Millis and Zurich then argued that the relevant section of the indemnity provision was not meant to apply to actions brought by an employee that alleged that MillerCoors was solely at fault. ¶ 12. The Court rejected this argument. ¶ 12. The indemnity provision only provided that Millis’s duty to defend and indemnify MillerCoors was limited by MillerCoors’s share of the causal negligence. ¶ 14-15. Millis and Zurich also argued that Millis was not obligated to indemnify and defend MillerCoors from claims based on MillerCoors’s alleged negligence, since the contract provision did not refer to “alleged negligence.” ¶ 16. The Court was not convinced by this argument because the contract did not say that Millis did not have to defend and indemnify alleged negligence. ¶ 16.  The Court said that it would not read language into the contract that had been specifically left out. ¶ 16.

Millis and Zurich also argued that the indemnification provision was not “a specific and express” agreement that allowed MillerCoors to seek indemnity from Millis when a Millis employee filed a negligence claim. ¶ 17. The Worker’s Compensation Act:

[P]rohibits an alleged negligent third party . . . from seeking indemnification from an employer . . . for an employee’s negligence claim . . . unless the third party entered into a specific and express agreement with the employer.

¶ 17 (internal citations and quotations omitted) (emphasis added). The Court found, however, that it was a “specific and express” agreement that required Millis to defend and indemnify MillerCoors from all claims filed by Millis’s employees. ¶ 17. Millis’s duty to defend and indemnify was only limited by MillerCoors’s share of causal negligence. ¶ 17.

Why should businesses be aware of this case?

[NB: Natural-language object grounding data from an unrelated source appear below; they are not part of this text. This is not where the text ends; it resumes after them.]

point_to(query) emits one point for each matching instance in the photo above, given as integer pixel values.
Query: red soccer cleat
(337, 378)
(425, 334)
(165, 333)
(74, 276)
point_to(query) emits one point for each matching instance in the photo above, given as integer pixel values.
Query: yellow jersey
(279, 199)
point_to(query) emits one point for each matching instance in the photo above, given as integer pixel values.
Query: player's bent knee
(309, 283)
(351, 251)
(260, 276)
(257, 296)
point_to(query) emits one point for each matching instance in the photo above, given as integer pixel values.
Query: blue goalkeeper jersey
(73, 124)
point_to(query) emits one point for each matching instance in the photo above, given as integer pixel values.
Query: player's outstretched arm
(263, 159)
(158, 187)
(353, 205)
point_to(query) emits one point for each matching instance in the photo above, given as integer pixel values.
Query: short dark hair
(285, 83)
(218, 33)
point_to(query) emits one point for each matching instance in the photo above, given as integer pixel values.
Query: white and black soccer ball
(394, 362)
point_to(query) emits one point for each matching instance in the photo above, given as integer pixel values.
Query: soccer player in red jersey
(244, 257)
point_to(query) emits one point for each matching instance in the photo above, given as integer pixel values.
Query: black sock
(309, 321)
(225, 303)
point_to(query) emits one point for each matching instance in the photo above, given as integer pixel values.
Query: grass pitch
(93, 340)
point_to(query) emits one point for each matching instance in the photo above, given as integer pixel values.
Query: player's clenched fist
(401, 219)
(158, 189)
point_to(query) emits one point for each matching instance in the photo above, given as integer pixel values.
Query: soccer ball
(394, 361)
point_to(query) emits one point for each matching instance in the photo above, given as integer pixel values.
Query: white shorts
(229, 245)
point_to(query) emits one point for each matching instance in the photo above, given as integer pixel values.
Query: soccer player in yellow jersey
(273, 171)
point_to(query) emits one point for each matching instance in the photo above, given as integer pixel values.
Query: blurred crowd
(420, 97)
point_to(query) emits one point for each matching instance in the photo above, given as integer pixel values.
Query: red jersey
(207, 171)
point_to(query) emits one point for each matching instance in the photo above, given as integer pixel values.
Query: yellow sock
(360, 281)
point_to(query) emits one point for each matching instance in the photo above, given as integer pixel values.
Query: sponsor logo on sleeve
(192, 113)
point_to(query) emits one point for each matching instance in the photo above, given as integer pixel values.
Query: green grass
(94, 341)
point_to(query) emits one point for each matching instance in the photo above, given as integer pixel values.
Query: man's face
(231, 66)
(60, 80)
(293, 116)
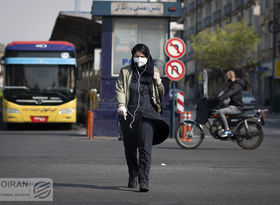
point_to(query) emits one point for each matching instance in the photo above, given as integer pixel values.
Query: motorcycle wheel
(251, 139)
(189, 135)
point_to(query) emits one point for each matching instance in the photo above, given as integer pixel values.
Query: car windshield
(40, 77)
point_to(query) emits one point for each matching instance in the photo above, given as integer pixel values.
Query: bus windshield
(41, 78)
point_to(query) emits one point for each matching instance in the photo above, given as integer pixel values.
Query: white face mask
(140, 61)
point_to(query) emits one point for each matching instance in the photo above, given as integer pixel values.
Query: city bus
(39, 83)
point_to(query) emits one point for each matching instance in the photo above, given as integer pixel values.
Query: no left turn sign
(175, 48)
(175, 70)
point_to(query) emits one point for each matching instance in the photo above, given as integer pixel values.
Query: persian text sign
(26, 189)
(138, 9)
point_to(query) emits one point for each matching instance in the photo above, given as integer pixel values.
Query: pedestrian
(139, 91)
(235, 106)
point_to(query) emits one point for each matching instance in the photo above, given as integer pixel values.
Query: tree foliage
(233, 47)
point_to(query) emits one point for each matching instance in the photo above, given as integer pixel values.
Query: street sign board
(175, 70)
(180, 102)
(175, 48)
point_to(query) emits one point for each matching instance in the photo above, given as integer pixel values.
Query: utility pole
(77, 6)
(274, 28)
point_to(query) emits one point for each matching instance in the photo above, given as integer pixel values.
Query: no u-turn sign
(175, 48)
(175, 70)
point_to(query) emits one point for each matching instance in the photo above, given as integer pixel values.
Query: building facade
(268, 87)
(201, 14)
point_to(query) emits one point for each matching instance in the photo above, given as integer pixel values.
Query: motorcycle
(246, 128)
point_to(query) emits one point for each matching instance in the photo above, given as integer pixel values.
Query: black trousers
(140, 137)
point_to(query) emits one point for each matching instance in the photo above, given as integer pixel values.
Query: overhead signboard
(175, 70)
(175, 48)
(128, 8)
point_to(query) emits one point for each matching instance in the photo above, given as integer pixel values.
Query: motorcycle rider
(235, 106)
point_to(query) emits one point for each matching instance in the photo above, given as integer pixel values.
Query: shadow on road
(116, 188)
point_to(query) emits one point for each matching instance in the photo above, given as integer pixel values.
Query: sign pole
(175, 70)
(173, 110)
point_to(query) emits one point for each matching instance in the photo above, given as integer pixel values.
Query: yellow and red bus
(39, 82)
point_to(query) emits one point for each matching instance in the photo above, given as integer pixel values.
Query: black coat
(234, 92)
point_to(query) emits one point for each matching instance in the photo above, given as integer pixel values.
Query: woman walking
(139, 91)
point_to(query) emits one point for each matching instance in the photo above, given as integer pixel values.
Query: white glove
(157, 78)
(122, 111)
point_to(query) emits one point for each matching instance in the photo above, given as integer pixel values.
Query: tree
(231, 48)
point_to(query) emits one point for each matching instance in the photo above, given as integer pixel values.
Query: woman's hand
(122, 111)
(157, 78)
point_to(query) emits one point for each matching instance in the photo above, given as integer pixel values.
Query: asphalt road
(95, 172)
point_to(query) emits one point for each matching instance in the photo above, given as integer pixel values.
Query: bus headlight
(67, 111)
(12, 111)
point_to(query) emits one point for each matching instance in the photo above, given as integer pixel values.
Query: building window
(129, 31)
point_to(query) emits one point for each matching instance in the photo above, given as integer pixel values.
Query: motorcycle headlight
(67, 111)
(12, 111)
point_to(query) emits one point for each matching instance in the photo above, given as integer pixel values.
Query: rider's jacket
(234, 92)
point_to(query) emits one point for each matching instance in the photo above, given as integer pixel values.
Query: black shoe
(144, 188)
(132, 183)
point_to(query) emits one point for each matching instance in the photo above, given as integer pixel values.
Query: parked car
(249, 101)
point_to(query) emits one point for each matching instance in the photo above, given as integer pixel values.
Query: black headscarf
(147, 76)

Businesses using indemnification provisions should be aware of the duties and obligations such provisions impose upon the parties and the circumstances under which those obligations are triggered. Courts look at the language of agreement in order to interpret the duties of the parties and will not read in language that was specifically left out. In this case, the Court only looked at the language of the provision, which showed that Millis owed a duty to defend and indemnify MillerCoors. The language in the Indemnification provision stated:

[Millis] agrees to indemnify, defend, and hold [MillerCoors] harmless from and against any and all liabilities, damages . . . of whatever type or nature . . . to any person, arising out of or related to: (i) any act or omission by [Millis], including but not limited to any negligent act or omission, (ii) any claims or actions by [Millis’s] employees, agents, and/or subcontractors, including but not limited to any based upon negligence except to the extent such negligence is that of [MillerCoors] . . .

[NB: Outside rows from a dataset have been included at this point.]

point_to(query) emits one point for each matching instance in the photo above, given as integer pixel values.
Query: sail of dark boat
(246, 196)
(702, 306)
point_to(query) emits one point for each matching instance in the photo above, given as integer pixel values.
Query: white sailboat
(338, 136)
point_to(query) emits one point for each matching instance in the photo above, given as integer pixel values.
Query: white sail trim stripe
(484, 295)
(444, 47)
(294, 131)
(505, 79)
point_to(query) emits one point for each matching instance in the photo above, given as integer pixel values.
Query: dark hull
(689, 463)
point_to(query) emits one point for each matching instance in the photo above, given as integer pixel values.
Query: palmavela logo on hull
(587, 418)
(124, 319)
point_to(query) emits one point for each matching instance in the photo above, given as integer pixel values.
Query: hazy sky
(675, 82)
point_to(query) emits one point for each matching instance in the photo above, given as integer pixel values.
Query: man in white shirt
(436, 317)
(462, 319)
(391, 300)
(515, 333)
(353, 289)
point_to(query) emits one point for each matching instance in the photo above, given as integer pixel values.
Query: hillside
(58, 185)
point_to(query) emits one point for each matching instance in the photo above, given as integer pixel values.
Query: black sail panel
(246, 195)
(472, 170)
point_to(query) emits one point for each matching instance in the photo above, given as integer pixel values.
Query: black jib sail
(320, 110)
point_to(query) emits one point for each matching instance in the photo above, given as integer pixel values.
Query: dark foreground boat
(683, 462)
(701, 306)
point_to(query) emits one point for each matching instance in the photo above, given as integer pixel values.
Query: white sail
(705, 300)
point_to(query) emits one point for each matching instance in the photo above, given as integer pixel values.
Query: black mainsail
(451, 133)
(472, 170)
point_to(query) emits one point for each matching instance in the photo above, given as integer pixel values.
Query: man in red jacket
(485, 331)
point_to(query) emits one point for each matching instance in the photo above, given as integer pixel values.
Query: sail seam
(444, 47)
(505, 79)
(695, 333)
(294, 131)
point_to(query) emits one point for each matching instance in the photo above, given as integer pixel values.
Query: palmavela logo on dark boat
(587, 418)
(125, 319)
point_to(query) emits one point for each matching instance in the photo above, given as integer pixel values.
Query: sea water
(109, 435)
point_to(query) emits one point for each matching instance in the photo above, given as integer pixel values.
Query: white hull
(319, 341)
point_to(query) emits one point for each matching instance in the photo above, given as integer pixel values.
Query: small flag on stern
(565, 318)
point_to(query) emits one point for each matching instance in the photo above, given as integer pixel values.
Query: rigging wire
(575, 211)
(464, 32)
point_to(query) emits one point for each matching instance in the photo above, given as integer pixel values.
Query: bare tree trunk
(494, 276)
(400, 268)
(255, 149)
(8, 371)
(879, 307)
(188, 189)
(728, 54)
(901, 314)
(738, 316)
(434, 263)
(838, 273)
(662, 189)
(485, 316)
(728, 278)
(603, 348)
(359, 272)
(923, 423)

¶ 8 (emphasis in original). Although Millis argued that this duty was not triggered if MillerCoors was alleged to be solely at fault, the Court found that the employee was at fault, not MillerCoors. Therefore, Millis’s duty to defend and indemnify MillerCoors was triggered.

This case shows that companies should be careful about the broad application of indemnity provisions. Narrow tailoring can limit the instances in which companies would be required to defend and indemnify another party. If there are certain circumstances under which a business does not want to indemnify another party, it should state those circumstances in writing in the agreement.